Romancing Kaidan as a male Shepard in Mass Effect 3 almost feels like a metatextual acknowledgement of how long it took for Bioware to include male, queer romance options in the series. Although there’s some minor flirting here and there in the game’s opening act you can engage in, a relationship with Kaidan is eventually established over a friendly lunch catchup on the defining intergalactic hub of civilization that is Mass Effect’s Citadel space station. At first, Kaidan and Shepard reflect on the ups and downs of their weird relationship with each other over the course of the series—from being allies in the first game to his mistrust of you the second, where Kaidan refuses to join you for teaming up with a human-centric organization Cerberus for much of the game. But settled within the context of the apocalyptic scenario, and watching his friends and colleagues aboard the Normandy pair up, Kaidan’s reflection becomes inwards and intimate. What if, he wonders out loud to you, part of the weirdness of his relationship with you was being unable to articulate how he really felt? What if his career in the Alliance, as a hero of the galaxy, distracted him from the chance of settling down with someone he truly cared for? What if it was all too late, in the face of the end of the world? What would it mean if he didn’t make it clear how he felt for a man he deeply cared for, in spite of their rocky past?

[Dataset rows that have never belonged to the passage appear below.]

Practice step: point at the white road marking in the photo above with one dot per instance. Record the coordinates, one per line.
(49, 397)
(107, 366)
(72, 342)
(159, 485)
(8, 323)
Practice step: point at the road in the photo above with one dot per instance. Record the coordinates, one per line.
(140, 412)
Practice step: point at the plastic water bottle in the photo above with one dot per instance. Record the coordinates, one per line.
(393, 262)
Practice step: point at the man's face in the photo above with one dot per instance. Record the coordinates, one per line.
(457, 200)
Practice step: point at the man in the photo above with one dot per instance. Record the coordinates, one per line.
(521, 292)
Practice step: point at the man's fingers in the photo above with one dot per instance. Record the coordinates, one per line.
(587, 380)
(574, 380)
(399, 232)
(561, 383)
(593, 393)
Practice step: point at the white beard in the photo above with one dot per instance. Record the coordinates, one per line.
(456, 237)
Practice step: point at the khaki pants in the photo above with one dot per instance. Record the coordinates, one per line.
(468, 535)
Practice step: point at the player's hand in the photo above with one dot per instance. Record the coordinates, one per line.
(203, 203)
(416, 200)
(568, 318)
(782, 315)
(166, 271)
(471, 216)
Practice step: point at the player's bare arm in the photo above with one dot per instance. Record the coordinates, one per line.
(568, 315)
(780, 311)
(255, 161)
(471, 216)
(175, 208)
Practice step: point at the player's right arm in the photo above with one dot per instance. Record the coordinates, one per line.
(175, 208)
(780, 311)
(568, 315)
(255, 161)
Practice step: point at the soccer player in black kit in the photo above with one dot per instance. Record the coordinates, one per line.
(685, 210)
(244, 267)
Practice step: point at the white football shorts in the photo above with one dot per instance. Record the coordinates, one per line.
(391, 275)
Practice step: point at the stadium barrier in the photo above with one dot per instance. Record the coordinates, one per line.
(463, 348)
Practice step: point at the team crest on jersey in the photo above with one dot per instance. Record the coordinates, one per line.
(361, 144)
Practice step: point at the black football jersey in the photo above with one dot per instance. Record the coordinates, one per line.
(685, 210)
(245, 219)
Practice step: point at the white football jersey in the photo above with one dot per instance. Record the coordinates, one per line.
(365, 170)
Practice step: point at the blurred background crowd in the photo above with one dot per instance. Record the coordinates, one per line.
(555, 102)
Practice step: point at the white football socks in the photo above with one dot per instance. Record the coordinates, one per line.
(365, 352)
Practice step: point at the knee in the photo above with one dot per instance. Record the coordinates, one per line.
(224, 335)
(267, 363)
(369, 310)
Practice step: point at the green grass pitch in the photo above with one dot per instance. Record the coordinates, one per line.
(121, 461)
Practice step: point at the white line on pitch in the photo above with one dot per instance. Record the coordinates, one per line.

It was a scene that resonated with me, even more so beyond the metatext of its addressing that Mass Effect was making up for lost time with this romance arc compared to others—only allowed to exist in one game instead of growing across multiple entries. If only because, at last, I could respond to him in kind, as I’d hoped and wanted to all those years ago playing the original game for the first time. To say that he wasn’t alone in his feelings, that my Shepard had felt these things too, and wanted to spend what could be the final days of the universe as they know it with the man he loved. There was something cathartic in having arrived at this moment against the friction of Mass Effect’s heteronormative lens that made it hit me emotionally much more than I expected it to.
In a universe trying its damnedest to push me in one heteronormative direction, it felt good to finally be rewarded for all the times I said no by getting to say yes when Kaidan asked if his own feelings were mutual. At last, after all that waiting, after all that conscious disengagement with an aspect of the series as fundamental to Mass Effect as the games’ RPG-shooter combat or its decision-based dialogue, I could finally engage with Commander Shepard, meant to be seen as a player insert, as a reflection of my actual self. It may have taken hours upon hours of shooting and chatting my way through Mass Effect’s galaxy, but it was worth the wait.